Yup, that's right. The Joker is the only living person in the DCU to have attacked the American mainland with every single type of WMD. Nukes, chemicals, germs, he's used them all.
And they still treat him as a criminal case? Why is he not the DCU's equivalent of Osama bin Laden at this point? Why does his showing up anywhere not result in people saying things like 'terror alert to red', 'mobilize the National Guard', 'lock down the city', 'NEST teams on standby', 'CDC biowar response teams on standby', 'Delta Force has been given orders to terminate', etc? Where the hell is the Suicide Squad when you actually NEED them?

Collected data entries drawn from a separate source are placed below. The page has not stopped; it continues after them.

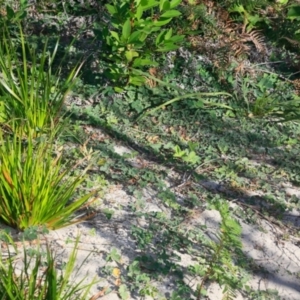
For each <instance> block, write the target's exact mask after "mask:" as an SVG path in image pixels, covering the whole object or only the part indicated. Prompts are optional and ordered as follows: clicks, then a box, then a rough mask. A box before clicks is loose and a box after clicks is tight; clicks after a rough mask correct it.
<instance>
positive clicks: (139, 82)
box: [129, 75, 145, 86]
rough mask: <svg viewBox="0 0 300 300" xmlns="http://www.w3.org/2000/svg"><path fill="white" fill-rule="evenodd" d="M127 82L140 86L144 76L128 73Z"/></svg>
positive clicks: (136, 85)
mask: <svg viewBox="0 0 300 300" xmlns="http://www.w3.org/2000/svg"><path fill="white" fill-rule="evenodd" d="M129 83H131V84H133V85H136V86H141V85H143V84H144V83H145V78H144V77H143V76H139V75H130V76H129Z"/></svg>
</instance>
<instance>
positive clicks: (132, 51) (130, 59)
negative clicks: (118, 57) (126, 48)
mask: <svg viewBox="0 0 300 300" xmlns="http://www.w3.org/2000/svg"><path fill="white" fill-rule="evenodd" d="M125 56H126V59H127V61H128V62H131V61H132V60H133V58H134V57H138V56H139V54H138V53H137V52H136V51H134V50H129V51H125Z"/></svg>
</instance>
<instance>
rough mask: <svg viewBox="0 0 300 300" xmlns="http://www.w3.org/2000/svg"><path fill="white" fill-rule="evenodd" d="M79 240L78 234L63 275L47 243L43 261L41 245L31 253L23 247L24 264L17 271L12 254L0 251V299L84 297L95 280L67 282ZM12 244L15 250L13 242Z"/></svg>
mask: <svg viewBox="0 0 300 300" xmlns="http://www.w3.org/2000/svg"><path fill="white" fill-rule="evenodd" d="M78 242H79V237H77V239H76V242H75V246H74V248H73V251H72V253H71V255H70V257H69V259H68V261H67V263H66V266H65V268H64V271H63V273H62V274H59V273H58V271H57V269H56V264H55V257H54V255H53V251H52V250H51V249H50V246H49V245H48V244H47V247H46V262H44V261H43V253H42V252H41V249H40V246H39V247H38V250H35V251H34V252H32V253H31V255H29V254H28V253H27V249H25V247H24V252H23V254H24V258H23V259H24V265H23V266H22V270H21V271H17V270H16V266H15V262H14V257H13V255H12V253H9V256H8V258H6V259H4V258H3V257H2V254H1V252H0V298H1V299H3V300H16V299H17V300H46V299H47V300H50V299H51V300H54V299H55V300H70V299H76V300H77V299H81V300H85V299H87V296H88V292H89V290H90V288H91V286H92V285H93V284H94V283H95V280H93V281H92V282H91V283H89V284H87V285H82V283H83V280H84V279H85V278H84V279H82V280H81V281H80V282H78V283H70V279H71V275H72V272H73V270H74V266H75V262H76V257H77V251H78V250H77V249H78ZM12 245H13V246H14V248H15V250H16V251H17V249H16V245H15V244H12ZM87 258H88V257H87ZM87 258H86V259H87ZM86 259H85V260H84V262H85V261H86ZM84 262H83V263H84ZM81 266H82V265H81ZM79 269H80V267H79Z"/></svg>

(Edit: And I will register my annoyance here at that goddamned "Salvation Run" mini where the Suicide Squad was in fact secretly abducting supervillains... including the Joker... and then teleporting them to an alien prison planet where they had every opportunity to escape from, especially since they were dumb enough to send Lex Luthor there. Yes, send the most brilliant criminal genius in the DCU to an entire planet full of angry supervillains for him to lead. That couldn't possibly go wrong. No need to send Lex to a different planet, all by himself, so that he has nobody else's superpowers to leverage off of to make up for the lack of technological resources he'd need to build a way back. Its just... um, if you're willing to go so monstrously illegal as to kidnap people and exile them to another solar system for life, without trial, why not just teleport them into the sun? It didn't even make any sense by evil logic.)
So yeah, allow me to register my own annoyance at a comic book trope: in the comics, far too often indiscriminate mass murder and attempted mass murder of zillions is treated the same way as would be a simple homicide during an armed robbery: with measured law enforcement response and scrupulous attention paid to your civil rights. As opposed to people actually acting like real people would react to a dude who's tried to use nerve gas to kill the entire United Nations building, or blow up NYC with a neutron bomb, or unleash super-plagues. Hell, as seen in the 'Salvation Run' example above, even when they do throw the rule book out the window, they do so in the stupidest manner possible, melodramatically tying villains to train tracks and twirling their mustaches instead of just shooting them.